Security is key as hackers strike
The Hong Kong stock exchange's website should be among the most secure in our city, yet it has been assailed by cyber criminals two days in a row. Investors are understandably still bristling about Wednesday's precautionary suspension of trading in seven companies, three of them blue chips, which came as the firms were about to release sensitive information. No leading financial centre can afford to have data breaches, so there has to be a high-profile response. Putting the best possible protection in place is not only a matter of priority, but also of reputation.
Doing so will be challenging, to say the least. HKEx is not the first exchange to be subjected to hacking attacks, nor will it be the last; the London, Nasdaq and Zimbabwe exchanges have already been victims this year. They join a long list of governments, institutions and corporations, from the US Senate to Google, Sony, Lockheed Martin and the International Monetary Fund. The central government revealed this week that the nation suffered 500,000 cyber attacks last year, half from overseas. For each new breach that is plugged, there is always another hacker searching for a new hole. The internet, for all its conveniences, is ever-changing and so is the ingenuity of those trying to carry out criminal acts. HKEx will have to pour substantial financial resources into shoring up its website defences. There may be a need for a rethink; legislators had warned before the launch of the hacked website, HKExnews.hk, that its being the exchange's only platform for the release by companies of price-sensitive information made it vulnerable. As a short-term safeguard, it now intends to use newspaper adverts to tell people which firms will be making announcements.

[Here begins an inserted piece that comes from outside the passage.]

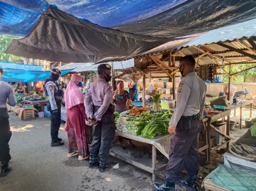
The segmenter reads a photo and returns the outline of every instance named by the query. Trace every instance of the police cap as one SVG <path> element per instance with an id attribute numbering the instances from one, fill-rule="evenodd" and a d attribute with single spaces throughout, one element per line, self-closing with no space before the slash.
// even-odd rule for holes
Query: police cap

But that is only the bare minimum for Hong Kong. Authorities have to take the lead, ensuring that the police investigation has every means to try to track down the culprits. HKEx chief executive Charles Li Xiaojia was quick to be transparent about the attacks, but that is a rarity in our city, where it is unusual for companies to admit website security failings, despite this being a common occurrence elsewhere in the business world. But while they need to be as open as possible to customers and clients, they also have to ensure that budgets adequately reflect the web-based threats they face.

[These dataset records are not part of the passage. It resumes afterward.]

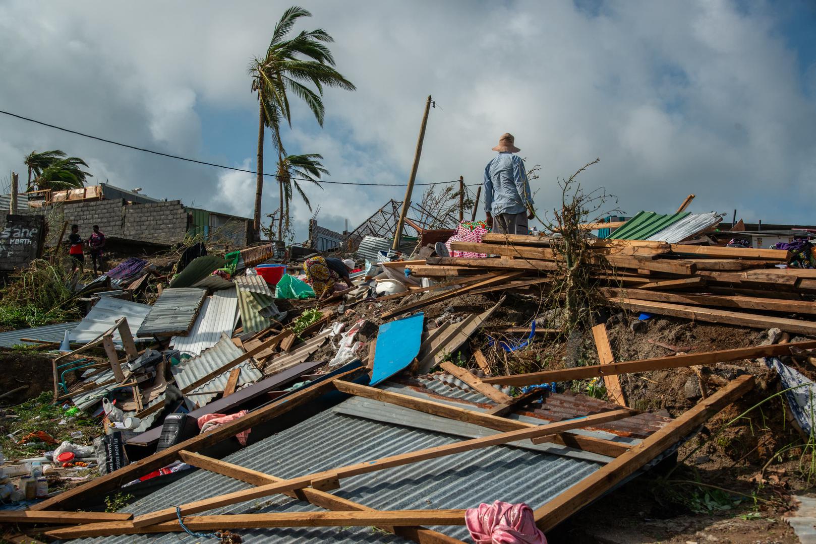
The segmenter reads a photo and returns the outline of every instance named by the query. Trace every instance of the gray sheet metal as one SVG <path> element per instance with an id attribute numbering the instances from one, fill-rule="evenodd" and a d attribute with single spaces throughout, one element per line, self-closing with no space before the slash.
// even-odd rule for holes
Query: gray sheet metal
<path id="1" fill-rule="evenodd" d="M 136 338 L 136 331 L 149 312 L 150 307 L 147 304 L 131 303 L 129 300 L 113 297 L 103 297 L 71 333 L 71 342 L 87 343 L 113 327 L 116 320 L 120 317 L 127 318 L 127 326 L 131 329 L 133 339 L 140 342 L 140 340 Z M 118 332 L 113 334 L 113 342 L 122 344 Z"/>
<path id="2" fill-rule="evenodd" d="M 666 228 L 655 232 L 646 238 L 653 241 L 665 241 L 669 244 L 676 244 L 688 238 L 691 238 L 698 232 L 716 225 L 722 219 L 722 216 L 716 211 L 707 214 L 691 214 L 686 215 L 680 221 Z"/>
<path id="3" fill-rule="evenodd" d="M 62 339 L 65 337 L 65 331 L 70 333 L 77 328 L 78 325 L 79 325 L 79 321 L 71 321 L 70 323 L 57 323 L 56 325 L 47 325 L 42 327 L 18 329 L 17 330 L 0 333 L 0 347 L 11 347 L 18 344 L 31 345 L 23 342 L 20 338 L 62 342 Z"/>
<path id="4" fill-rule="evenodd" d="M 204 299 L 196 322 L 187 336 L 174 336 L 171 345 L 180 352 L 201 355 L 221 339 L 221 334 L 233 335 L 238 310 L 238 294 L 234 289 L 215 291 Z"/>
<path id="5" fill-rule="evenodd" d="M 172 367 L 171 370 L 173 373 L 173 377 L 175 378 L 175 383 L 178 385 L 179 389 L 184 390 L 184 387 L 196 380 L 206 376 L 214 370 L 217 370 L 243 354 L 244 352 L 233 343 L 228 336 L 222 334 L 221 339 L 214 347 L 206 350 L 197 357 L 181 361 L 180 365 Z M 261 371 L 255 368 L 255 365 L 249 360 L 245 360 L 237 366 L 241 368 L 241 376 L 238 378 L 239 389 L 244 386 L 255 383 L 264 377 Z M 224 370 L 215 378 L 198 386 L 190 392 L 224 391 L 231 370 L 232 369 Z M 188 400 L 190 404 L 195 403 L 199 406 L 203 406 L 214 398 L 215 398 L 215 393 L 191 396 Z"/>
<path id="6" fill-rule="evenodd" d="M 292 478 L 459 440 L 437 432 L 387 425 L 326 410 L 251 444 L 224 458 L 224 461 L 279 478 Z M 509 446 L 493 446 L 344 479 L 343 487 L 332 493 L 382 510 L 469 508 L 494 500 L 524 502 L 537 507 L 592 474 L 599 467 L 589 461 Z M 207 471 L 197 471 L 135 502 L 125 510 L 138 515 L 178 504 L 180 498 L 185 502 L 194 501 L 249 487 Z M 319 510 L 305 502 L 277 495 L 210 513 Z M 433 529 L 456 538 L 469 537 L 463 526 Z M 246 544 L 407 542 L 370 527 L 247 529 L 239 533 Z M 197 540 L 177 533 L 72 541 L 102 542 L 193 544 Z"/>
<path id="7" fill-rule="evenodd" d="M 238 276 L 234 281 L 239 290 L 275 296 L 274 291 L 269 289 L 269 284 L 260 276 Z"/>
<path id="8" fill-rule="evenodd" d="M 140 338 L 170 336 L 173 333 L 187 336 L 198 316 L 206 294 L 206 290 L 195 287 L 164 290 L 136 334 Z"/>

More broadly for Hong Kong, there may be a need to centralise internet security operations. The Hong Kong Productivity Council's computer emergency response team monitors threats, and issues warnings, but companies and individuals have to deal with threats themselves. A specialist strike team, closely linked to law enforcement bodies, may be necessary. In light of what our city faces, it is a matter the government should explore. A financial centre of our standing has to have the best possible security in place.